Thirty-seven years after the dedication, water had started leaking under the structure and bricks began falling off of the pylons. In 2008, the Bell Tower and surrounding plaza received an extensive upgrade. Renovation crews stripped the pylons and installed new bricks; they built a large drainage system to remove excess groundwater. They also replaced the four gigantic clock faces and backlit the hands and tick marks with LED lighting so the time could be viewed at night.
To emulate the beauty of the hillside above, the cement plaza was replaced with approximately 15,000 square feet of natural landscaping. More than 140 trees and 5,300 plants were installed on the plaza and two cascading water features were added.
“The four large bronze bells are still up in the tower; they still play the Westminster melody and chime the hours,” said Patrick Malone, an electronic systems technician and bell tower caretaker for more than 32 years. “The carillon and keyboard are over at Shepherd Union in the Stewart Bell Tower Lounge. They can still be activated to play different melodies that are amplified through the speakers,” he added.

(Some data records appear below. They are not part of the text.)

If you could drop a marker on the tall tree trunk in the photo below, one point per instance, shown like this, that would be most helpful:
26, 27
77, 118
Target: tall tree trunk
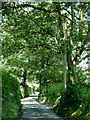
24, 84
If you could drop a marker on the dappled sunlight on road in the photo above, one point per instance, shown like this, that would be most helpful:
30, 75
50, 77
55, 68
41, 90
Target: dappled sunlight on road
32, 109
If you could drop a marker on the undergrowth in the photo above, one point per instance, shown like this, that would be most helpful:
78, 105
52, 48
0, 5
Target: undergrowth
10, 96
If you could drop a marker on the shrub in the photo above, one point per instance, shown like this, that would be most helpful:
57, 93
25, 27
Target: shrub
10, 95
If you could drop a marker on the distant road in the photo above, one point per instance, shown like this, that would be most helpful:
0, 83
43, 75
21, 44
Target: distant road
32, 109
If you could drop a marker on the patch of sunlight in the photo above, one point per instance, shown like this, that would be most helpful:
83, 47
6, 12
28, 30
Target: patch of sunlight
77, 112
88, 114
57, 101
44, 99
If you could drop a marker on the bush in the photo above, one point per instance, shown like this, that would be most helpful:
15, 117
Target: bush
10, 96
54, 91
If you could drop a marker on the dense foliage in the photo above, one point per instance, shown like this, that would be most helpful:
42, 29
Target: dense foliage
45, 43
11, 102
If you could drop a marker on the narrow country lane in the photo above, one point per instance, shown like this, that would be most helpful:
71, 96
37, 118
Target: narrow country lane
32, 109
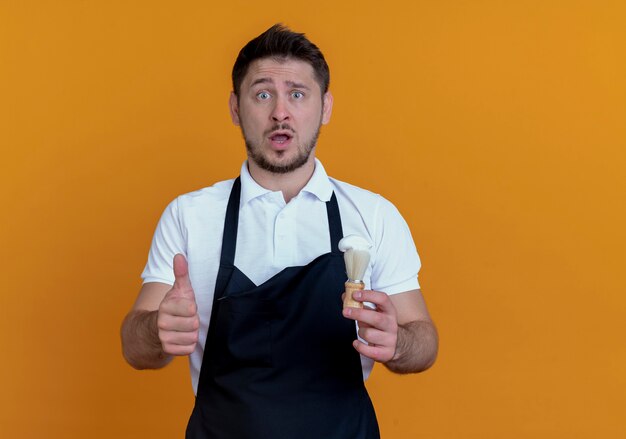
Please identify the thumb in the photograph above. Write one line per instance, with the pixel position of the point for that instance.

Today, Stewart Bell Tower remains an integral piece of Weber State University history. The bell tower serves as a hub for student connection and the setting for one of WSU’s most popular Homecoming traditions, sharing a midnight kiss under the bell tower to become a “True Wildcat.” Stewart Bell Tower has been a backdrop for holiday concerts, election speeches, dances, firework displays, purple-pancake breakfasts, fashion shows and Weber’s Juneteenth celebration.
In times of tragedy, such as the Sept. 11, 2001 terrorist attacks, Wildcats have gathered at Stewart Bell Tower to comfort each other and grieve as a community.
During the 2008 rededication, Hurst, told a reporter for the student newspaper, The Signpost, “The Bell Tower has served as an icon that has weathered the weather well.”